Quote: (Jstr19 @ Oct. 28 2009, 16:43 )
My general plan was to try to keep the Tau bunched up to discourage unsupported assaults and try to avoid the bunker cluster that his brother had insisted on placing in the center of the table. Once his marines made it in their and I knew they would I wouldn't be able to shift them out.
I find marines very hard to defeat with Tau. I rarely win a properly thought out assault and I normally can't break them through shooting. This and being jumped on by TH assaults and termies has made me a bit timid when facing them. Thus explaining the plan slightly. I needed to keep together keep within my AA cover and attempt to take objectives whilst avoiding a sizable chunk of the table.
Fair enough. I understand that completely. Within that general strategy, though, there were a few things that looked odd to me.
I'm totally arm-char quarterbacking here, so feel free to blow me off.
The broadsides were awfully exposed in their garrison. I didn't see any way to reasonably support them before they could be targeted. As it is they did get a chance to get in their licks, but if I had been on the Marine side I would have pecked at them until they either wasted their OW on an unimportant formation or had so many BMs it didn't matter that they were on OW.
The mix of Crisis and mech FW has never made sense to me. Although my Tau experience is limited, they've just never worked for me. The speed differential makes it hard for them to work well together. If the FW have a target of opportunity that requires quick movement the suits cannot keep up, but if they never leave the suits, then you're paying a lot of points for mobility you can't use.

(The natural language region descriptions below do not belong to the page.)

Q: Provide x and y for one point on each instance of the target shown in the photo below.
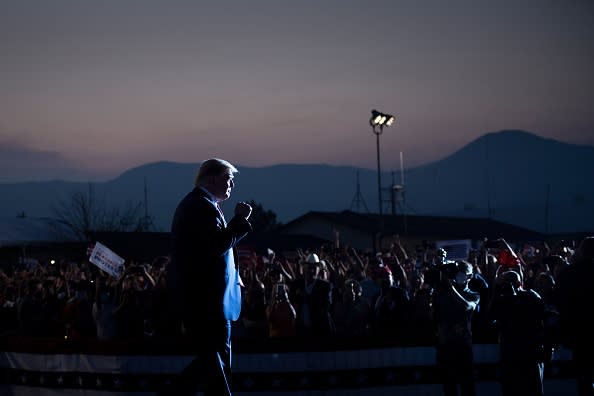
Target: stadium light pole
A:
(378, 121)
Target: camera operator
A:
(519, 316)
(453, 306)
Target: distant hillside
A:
(512, 176)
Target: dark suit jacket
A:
(203, 276)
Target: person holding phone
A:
(280, 313)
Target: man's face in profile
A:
(222, 185)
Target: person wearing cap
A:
(390, 308)
(312, 298)
(519, 315)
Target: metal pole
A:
(379, 174)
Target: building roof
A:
(422, 226)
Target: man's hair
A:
(213, 167)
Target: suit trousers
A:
(210, 371)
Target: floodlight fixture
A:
(377, 121)
(380, 120)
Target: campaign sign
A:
(107, 260)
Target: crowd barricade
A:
(334, 366)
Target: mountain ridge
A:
(512, 176)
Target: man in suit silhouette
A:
(204, 277)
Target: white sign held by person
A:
(107, 260)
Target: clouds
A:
(19, 164)
(114, 84)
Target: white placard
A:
(107, 260)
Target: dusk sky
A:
(104, 86)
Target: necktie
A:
(221, 213)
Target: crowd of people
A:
(401, 293)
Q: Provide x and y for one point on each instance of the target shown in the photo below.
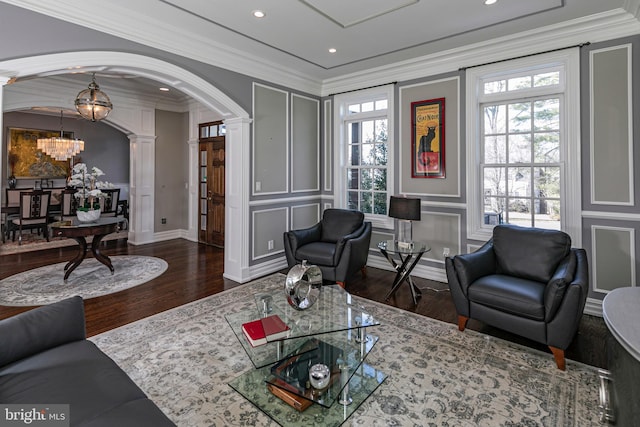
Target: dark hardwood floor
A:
(195, 271)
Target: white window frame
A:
(340, 117)
(570, 191)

I think I would have generally shifted to the left flank and let the right T&H go. I also would have paired the Crisis together. With the cluster of objectives on the left, Crisis suits on the left would be in a position where the enemy had to come to them, a good thing given the Crisis' speed. The cover was scarce but they have good saves and fairly small formations to use what little is available.
That would create a speedier Mech-Armor-Mech right flank, where everything had a similar speed for mutual support. Infantry that found themselves without transport had plenty of cover and the Hammerheads could use the buildings for pop-up cover. If in the late game that right flank objective looked promising, there would be fast units close enough to snag it. Ditto for an end-around against the Blitz.
The Broadsides could have garrisoned off the Blitz objective to start on OW and a bit forward of the deployment zone. Their range would cover the entire army at setup, doubling up with Skyray AA umbrella. Also, that area had good fields of fire, so they could cover forward a long way, either with OW or threat of Sustained Fire.
That all assumes the Marines want to engage the main body of the Tau. I think that's a fair bet based on the Tau being able to take 3 T&H objectives and still have a strong presence to protect their Blitz. Plus, the SMs want to assault and that means moving support formations up to support the assaulting formations.
However, if the Marines had run up the middle after the fast stuff to try to isolate part of the Tau army, they'd have to go pretty far forward to get good, clear lines of sight which would defeat the purpose, as the Crisis would then be in a position to help out. If the Marines cut to their left/Tau right to avoid the slow Crisis entirely, they are giving up that block of objectives and the fast stuff could fight a retrograde while the Crisis moved up to reinforce, basically just rotating the main battle line clockwise.
Anyway... I'm not trying to be a jerk and tell you you're all wrong and a lousy tactician. I'm just explaining the strategy I would have used. Things are always different in real life and I could be completely wrong.